# MES 40 to Make Jerky - Use the Water Pan?



## strawman (Nov 15, 2011)

Hey Everyone,

I tried making some jerky one night and it came out more like snack sticks because they had a lot of moisture to them.  Now granted, I could have cooked them longer but it was already midnight and I had to get ready for bed.  (No complaining about the outcome because all the sticks were gone in about two days.)

However, I read that I should never run my MES without water, but I want jerky that has been dried out more.  So, should I just run it without the water?  I figure I am only setting it 150ish and I could throw a fire brick or something in there as a heat sink. 

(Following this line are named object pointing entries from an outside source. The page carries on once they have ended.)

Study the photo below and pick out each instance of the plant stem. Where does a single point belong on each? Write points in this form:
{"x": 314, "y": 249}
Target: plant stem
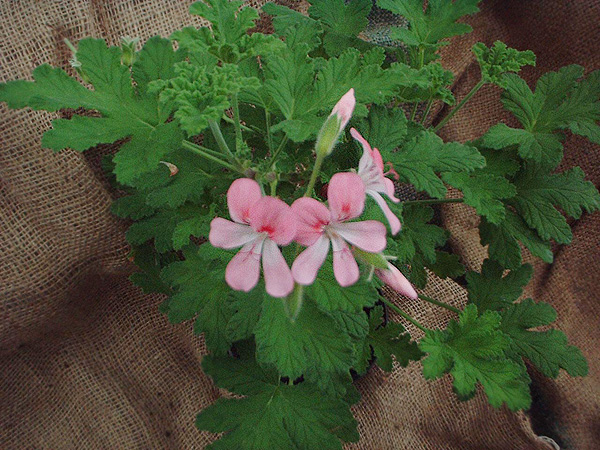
{"x": 236, "y": 122}
{"x": 315, "y": 174}
{"x": 228, "y": 119}
{"x": 269, "y": 136}
{"x": 203, "y": 152}
{"x": 460, "y": 105}
{"x": 216, "y": 131}
{"x": 433, "y": 201}
{"x": 403, "y": 314}
{"x": 281, "y": 147}
{"x": 419, "y": 67}
{"x": 439, "y": 303}
{"x": 427, "y": 110}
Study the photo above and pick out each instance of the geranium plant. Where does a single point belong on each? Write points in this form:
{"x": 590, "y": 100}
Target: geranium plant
{"x": 259, "y": 173}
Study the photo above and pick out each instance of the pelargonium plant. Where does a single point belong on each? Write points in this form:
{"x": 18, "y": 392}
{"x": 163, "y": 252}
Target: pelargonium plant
{"x": 243, "y": 150}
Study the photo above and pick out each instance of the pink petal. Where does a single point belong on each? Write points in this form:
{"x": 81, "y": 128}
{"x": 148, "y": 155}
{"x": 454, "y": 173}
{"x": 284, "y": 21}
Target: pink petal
{"x": 308, "y": 263}
{"x": 368, "y": 235}
{"x": 227, "y": 234}
{"x": 241, "y": 196}
{"x": 390, "y": 190}
{"x": 273, "y": 216}
{"x": 345, "y": 267}
{"x": 244, "y": 268}
{"x": 278, "y": 277}
{"x": 344, "y": 108}
{"x": 311, "y": 216}
{"x": 346, "y": 196}
{"x": 394, "y": 222}
{"x": 397, "y": 281}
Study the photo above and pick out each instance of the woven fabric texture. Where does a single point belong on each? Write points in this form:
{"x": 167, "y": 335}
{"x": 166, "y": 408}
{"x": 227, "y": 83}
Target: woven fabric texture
{"x": 88, "y": 362}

What do you guys think?  Any suggestions?  I saw threads on jerky in MES but nothing addressing this issue. 

Thanks!


----------



## eman (Nov 16, 2011)

Line your water pan w/ foil ,Fill it w/ clean sand and cover w/ foil . Great heat Heat sinc, w/ no added moisture.

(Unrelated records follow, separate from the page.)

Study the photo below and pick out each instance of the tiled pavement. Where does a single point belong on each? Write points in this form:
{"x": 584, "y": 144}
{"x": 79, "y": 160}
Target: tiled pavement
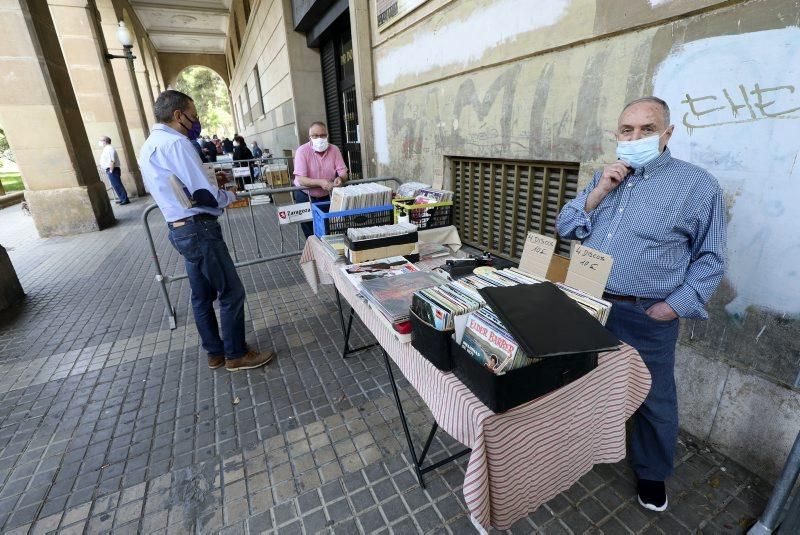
{"x": 109, "y": 421}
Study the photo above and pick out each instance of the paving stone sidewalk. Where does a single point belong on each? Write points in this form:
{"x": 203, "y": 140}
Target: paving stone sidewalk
{"x": 111, "y": 422}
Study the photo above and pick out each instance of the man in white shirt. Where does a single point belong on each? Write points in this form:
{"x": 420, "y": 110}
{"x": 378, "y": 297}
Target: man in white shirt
{"x": 190, "y": 198}
{"x": 109, "y": 161}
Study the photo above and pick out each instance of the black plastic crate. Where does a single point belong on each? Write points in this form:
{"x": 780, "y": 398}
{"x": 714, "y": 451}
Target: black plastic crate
{"x": 513, "y": 388}
{"x": 326, "y": 223}
{"x": 432, "y": 343}
{"x": 426, "y": 216}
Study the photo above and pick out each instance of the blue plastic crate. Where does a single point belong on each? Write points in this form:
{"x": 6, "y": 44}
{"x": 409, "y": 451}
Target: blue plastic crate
{"x": 326, "y": 223}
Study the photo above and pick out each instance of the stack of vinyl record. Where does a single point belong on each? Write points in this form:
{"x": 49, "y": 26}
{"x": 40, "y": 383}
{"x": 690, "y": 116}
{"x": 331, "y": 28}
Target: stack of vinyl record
{"x": 439, "y": 306}
{"x": 488, "y": 341}
{"x": 360, "y": 196}
{"x": 598, "y": 308}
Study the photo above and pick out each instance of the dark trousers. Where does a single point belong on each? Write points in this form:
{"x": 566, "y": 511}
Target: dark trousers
{"x": 655, "y": 424}
{"x": 212, "y": 275}
{"x": 116, "y": 182}
{"x": 301, "y": 196}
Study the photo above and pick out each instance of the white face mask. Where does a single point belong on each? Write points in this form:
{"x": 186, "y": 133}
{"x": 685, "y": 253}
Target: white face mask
{"x": 640, "y": 152}
{"x": 320, "y": 144}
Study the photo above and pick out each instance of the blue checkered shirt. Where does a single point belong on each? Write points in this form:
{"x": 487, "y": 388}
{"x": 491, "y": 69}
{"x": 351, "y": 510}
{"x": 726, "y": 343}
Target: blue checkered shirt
{"x": 665, "y": 228}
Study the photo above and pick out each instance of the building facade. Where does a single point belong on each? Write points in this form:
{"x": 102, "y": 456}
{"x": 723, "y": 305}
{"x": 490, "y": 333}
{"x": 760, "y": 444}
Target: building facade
{"x": 510, "y": 103}
{"x": 513, "y": 104}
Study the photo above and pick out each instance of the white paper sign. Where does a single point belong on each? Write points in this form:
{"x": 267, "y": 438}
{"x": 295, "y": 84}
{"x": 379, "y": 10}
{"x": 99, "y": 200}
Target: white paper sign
{"x": 589, "y": 270}
{"x": 537, "y": 254}
{"x": 294, "y": 213}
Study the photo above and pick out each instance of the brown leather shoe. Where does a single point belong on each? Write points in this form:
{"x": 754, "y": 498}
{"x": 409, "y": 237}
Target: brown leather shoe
{"x": 250, "y": 360}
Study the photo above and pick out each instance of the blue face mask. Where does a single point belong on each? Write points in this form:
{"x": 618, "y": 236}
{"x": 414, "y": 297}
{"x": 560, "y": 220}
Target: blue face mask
{"x": 640, "y": 152}
{"x": 194, "y": 131}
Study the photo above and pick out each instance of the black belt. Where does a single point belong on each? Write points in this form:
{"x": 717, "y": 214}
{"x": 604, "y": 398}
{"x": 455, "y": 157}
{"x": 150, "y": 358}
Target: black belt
{"x": 193, "y": 219}
{"x": 614, "y": 297}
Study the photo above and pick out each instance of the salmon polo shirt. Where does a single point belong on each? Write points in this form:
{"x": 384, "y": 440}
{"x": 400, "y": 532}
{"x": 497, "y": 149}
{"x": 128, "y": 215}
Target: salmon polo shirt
{"x": 326, "y": 165}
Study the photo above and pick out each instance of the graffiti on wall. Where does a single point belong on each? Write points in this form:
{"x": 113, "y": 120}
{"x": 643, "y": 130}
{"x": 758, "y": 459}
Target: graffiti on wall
{"x": 736, "y": 107}
{"x": 464, "y": 41}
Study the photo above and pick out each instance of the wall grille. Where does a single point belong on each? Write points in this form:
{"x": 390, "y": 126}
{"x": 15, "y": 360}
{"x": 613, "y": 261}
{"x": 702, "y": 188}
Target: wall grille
{"x": 498, "y": 201}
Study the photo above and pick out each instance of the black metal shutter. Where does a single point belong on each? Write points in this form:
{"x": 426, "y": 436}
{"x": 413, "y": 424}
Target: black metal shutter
{"x": 331, "y": 88}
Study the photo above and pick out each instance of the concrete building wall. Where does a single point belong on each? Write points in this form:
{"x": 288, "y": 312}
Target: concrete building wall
{"x": 289, "y": 82}
{"x": 546, "y": 81}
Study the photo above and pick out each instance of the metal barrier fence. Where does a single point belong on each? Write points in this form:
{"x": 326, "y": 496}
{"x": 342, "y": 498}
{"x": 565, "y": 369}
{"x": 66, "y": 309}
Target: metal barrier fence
{"x": 276, "y": 172}
{"x": 163, "y": 279}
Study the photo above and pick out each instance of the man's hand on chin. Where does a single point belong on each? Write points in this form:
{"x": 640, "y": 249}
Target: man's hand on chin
{"x": 661, "y": 311}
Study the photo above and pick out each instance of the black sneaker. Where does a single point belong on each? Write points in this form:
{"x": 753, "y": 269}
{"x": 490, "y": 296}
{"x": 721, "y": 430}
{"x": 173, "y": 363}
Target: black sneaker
{"x": 652, "y": 495}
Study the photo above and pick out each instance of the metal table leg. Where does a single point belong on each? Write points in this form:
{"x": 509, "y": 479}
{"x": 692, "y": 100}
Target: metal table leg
{"x": 418, "y": 461}
{"x": 346, "y": 350}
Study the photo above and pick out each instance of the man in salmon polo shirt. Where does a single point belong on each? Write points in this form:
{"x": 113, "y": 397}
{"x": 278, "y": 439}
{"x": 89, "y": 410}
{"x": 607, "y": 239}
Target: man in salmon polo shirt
{"x": 319, "y": 166}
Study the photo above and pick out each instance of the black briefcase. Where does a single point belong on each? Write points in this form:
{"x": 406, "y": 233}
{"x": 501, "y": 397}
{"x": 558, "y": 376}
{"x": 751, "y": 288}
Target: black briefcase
{"x": 516, "y": 387}
{"x": 562, "y": 339}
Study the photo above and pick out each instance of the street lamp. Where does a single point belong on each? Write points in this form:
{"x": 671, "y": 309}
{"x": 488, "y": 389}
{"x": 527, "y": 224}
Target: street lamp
{"x": 126, "y": 40}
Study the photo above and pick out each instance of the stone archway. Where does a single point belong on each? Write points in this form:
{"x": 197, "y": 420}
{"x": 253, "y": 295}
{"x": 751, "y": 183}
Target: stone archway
{"x": 172, "y": 64}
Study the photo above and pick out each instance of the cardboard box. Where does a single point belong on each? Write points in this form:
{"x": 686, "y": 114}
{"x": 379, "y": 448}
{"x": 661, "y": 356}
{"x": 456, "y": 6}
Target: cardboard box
{"x": 280, "y": 199}
{"x": 587, "y": 270}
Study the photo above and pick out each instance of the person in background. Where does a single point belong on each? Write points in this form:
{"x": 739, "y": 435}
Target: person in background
{"x": 318, "y": 166}
{"x": 242, "y": 154}
{"x": 240, "y": 150}
{"x": 227, "y": 146}
{"x": 257, "y": 154}
{"x": 663, "y": 222}
{"x": 109, "y": 161}
{"x": 196, "y": 143}
{"x": 191, "y": 203}
{"x": 210, "y": 150}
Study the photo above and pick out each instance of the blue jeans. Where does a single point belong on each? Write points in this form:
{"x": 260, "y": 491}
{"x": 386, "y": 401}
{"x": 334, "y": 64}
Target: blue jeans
{"x": 655, "y": 423}
{"x": 302, "y": 196}
{"x": 212, "y": 275}
{"x": 115, "y": 177}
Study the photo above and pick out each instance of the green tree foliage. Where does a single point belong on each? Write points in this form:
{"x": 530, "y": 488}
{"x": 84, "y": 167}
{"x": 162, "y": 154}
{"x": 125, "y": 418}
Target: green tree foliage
{"x": 210, "y": 97}
{"x": 5, "y": 149}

 it will not hurt to run your MES w/o water in the pan. If i am cooking butts and want a nice bark

i just remove the water pan and set a foil pan on the bottom grate to catch the drippings.


----------



## Bearcarver (Nov 16, 2011)

I haven't looked at the MES book lately, but I think they say to never use it without the water pan in, not without water.

I never remove water pan. Sometimes I'll add a foil pan above it.

Eman's method (above) of sand & foil is a good one for heat sinc.

Bear


----------



## SmokinAl (Nov 16, 2011)

I started using sand a couple of months ago & never looked back.


----------



## strawman (Feb 4, 2012)

As an update on this, I have been using sand in the water pan.  I really like it.  I have done a few pork butts in it since and there is no difference in moisture and I do think it works better as a heat sink. 

I've done jerky in my MES twice since and it works okay.  Still is more like an oven than a dehydrator.  I recently got a dehydrator and I will use that for jerky before my MES.  If I want to add some smoke I will just toss the chunks in after they are dried and cold smoke them for however long I want.


----------